Perlawanan yang diberikan oleh pasukan Makkah dan Bashrah itu sungguh dahsyat sekali. Nyawa, sudah tidak mereka pedulikan. Dengan semangat berkobar-kobar penuh fanatisme mereka rela menghadapi maut. Demikian banyaknya korban sehingga di sekitar unta yang besar itu bergelimpangan tumpuk-menumpuk manusia yang luka dan mati. Padang pasir yang kering menjadi basah oleh darah dan bau anyir menyengat hidung.

Melihat keadaan yang mengerikan itu, Imam Ali r.a. mengambil suatu keputusan cepat untuk merobohkan unta tersebut. Pelaksanaan keputusan dipercayakan kepada Al Asytar dan Ammar.

Kepada kedua orang sahabatnya itu, Imam Ali r.a. memerintahkan: "Cepat bantai unta itu! Peperangan belum selesai, apinya masih berkobar. Unta itulah yang dijadikan semacam kiblat oleh mereka!"

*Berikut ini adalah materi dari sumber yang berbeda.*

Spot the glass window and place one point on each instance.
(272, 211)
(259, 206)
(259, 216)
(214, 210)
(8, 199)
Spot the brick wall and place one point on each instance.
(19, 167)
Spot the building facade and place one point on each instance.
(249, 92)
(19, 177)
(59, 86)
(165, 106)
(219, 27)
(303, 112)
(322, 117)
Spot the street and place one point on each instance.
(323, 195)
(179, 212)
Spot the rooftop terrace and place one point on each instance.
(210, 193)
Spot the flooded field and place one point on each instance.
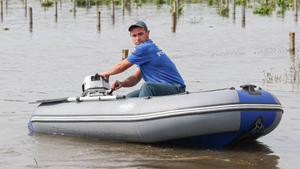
(51, 59)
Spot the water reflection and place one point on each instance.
(60, 150)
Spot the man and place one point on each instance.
(153, 65)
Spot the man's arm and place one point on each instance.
(130, 81)
(116, 69)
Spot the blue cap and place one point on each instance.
(140, 24)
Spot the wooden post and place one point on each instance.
(175, 11)
(173, 22)
(243, 15)
(25, 7)
(55, 11)
(1, 8)
(30, 17)
(233, 7)
(292, 42)
(177, 8)
(122, 5)
(74, 5)
(124, 54)
(55, 8)
(98, 19)
(113, 9)
(295, 10)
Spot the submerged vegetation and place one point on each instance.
(261, 7)
(47, 3)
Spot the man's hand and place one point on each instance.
(103, 74)
(116, 85)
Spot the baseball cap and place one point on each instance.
(138, 24)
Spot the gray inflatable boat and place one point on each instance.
(210, 118)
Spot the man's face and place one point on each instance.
(139, 35)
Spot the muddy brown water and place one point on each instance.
(210, 51)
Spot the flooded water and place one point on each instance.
(51, 59)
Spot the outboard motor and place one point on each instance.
(95, 85)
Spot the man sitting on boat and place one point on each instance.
(153, 65)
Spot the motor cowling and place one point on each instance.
(94, 85)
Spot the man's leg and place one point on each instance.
(133, 94)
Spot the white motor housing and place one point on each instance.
(94, 85)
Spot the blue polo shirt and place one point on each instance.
(154, 64)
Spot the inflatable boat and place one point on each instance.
(207, 118)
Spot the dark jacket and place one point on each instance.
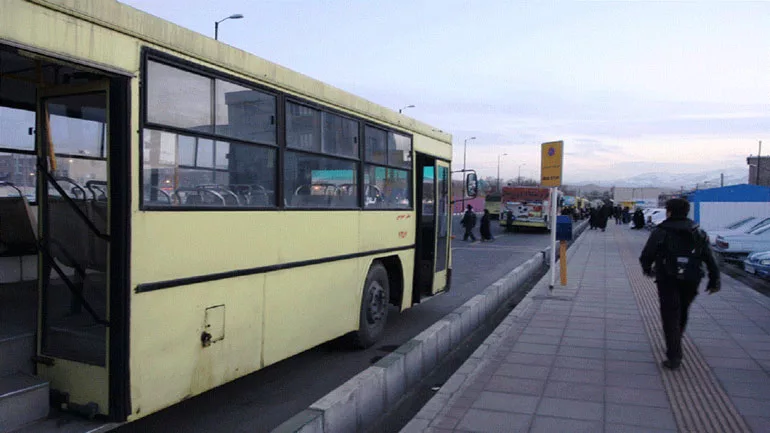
(485, 229)
(653, 251)
(469, 220)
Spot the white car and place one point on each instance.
(654, 216)
(743, 226)
(739, 246)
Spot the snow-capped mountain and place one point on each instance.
(706, 179)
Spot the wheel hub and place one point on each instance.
(377, 304)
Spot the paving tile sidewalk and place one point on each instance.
(586, 357)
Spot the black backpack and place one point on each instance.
(682, 252)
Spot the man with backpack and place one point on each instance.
(678, 248)
(469, 222)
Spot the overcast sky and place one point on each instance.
(631, 87)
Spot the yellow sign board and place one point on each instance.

Dua orang yang diperintah itu segera maju bersama beberapa orang lainnya dari Bani Murad. Seorang di antaranya bernama Umar bin Abdullah. Bersama Umar binAbdullah Al Muradiy mereka mendekati unta, lalu ponok dekat lehernya dipukul dengan pedang oleh Al Muradiy. Unta itu meronta-ronta, meringkik keras-keras, dan akhirnya rebah. Pendukung-pendukung Sitti Aisyah r.a. melihat gelagat itu cepat lari menjauhkan diri. Imam Ali r.a. berteriak memberi perintah: "Potong tali pengikat Haudaj!"

Setelah itu Imam Ali r.a. menyuruh Muhammad bin Abu gakar Ash Shiddiq (saudara Sitti Aisyah r.a.): "Ambillah saudara perempuanmu!" Sitti Aisyah kemudian dibawa oleh Muhammad bin Abu Bakar dan dimasukkan ke dalam sebuah rumah milik Abdullah bin Khalaf Al Khuza'iy.

Selanjutnya Imam Ali r.a. memerintahkan Abdullah bin Abbas supaya menemui Sitti Aisyah dan memintanya agar bersedia pulang ke Madinah. Mengenai hal ini Abdullah bin Abbas menceritakan pengalamannya sebagai berikut: Aku datang menemui Sitti Aisyah. Aku tidak diberi sesuatu untuk duduk. Kuambil saja sebuah bantal yang dibawa olehnya selama perjalanan, lalu duduk di atasnya. Kepadaku ia berkata: "Hai Ibnu Abbas, engkau sudah menyalahi peraturan. Engkau berani duduk di atas bantalku dan dalam rumahku tanpa seizin aku?!"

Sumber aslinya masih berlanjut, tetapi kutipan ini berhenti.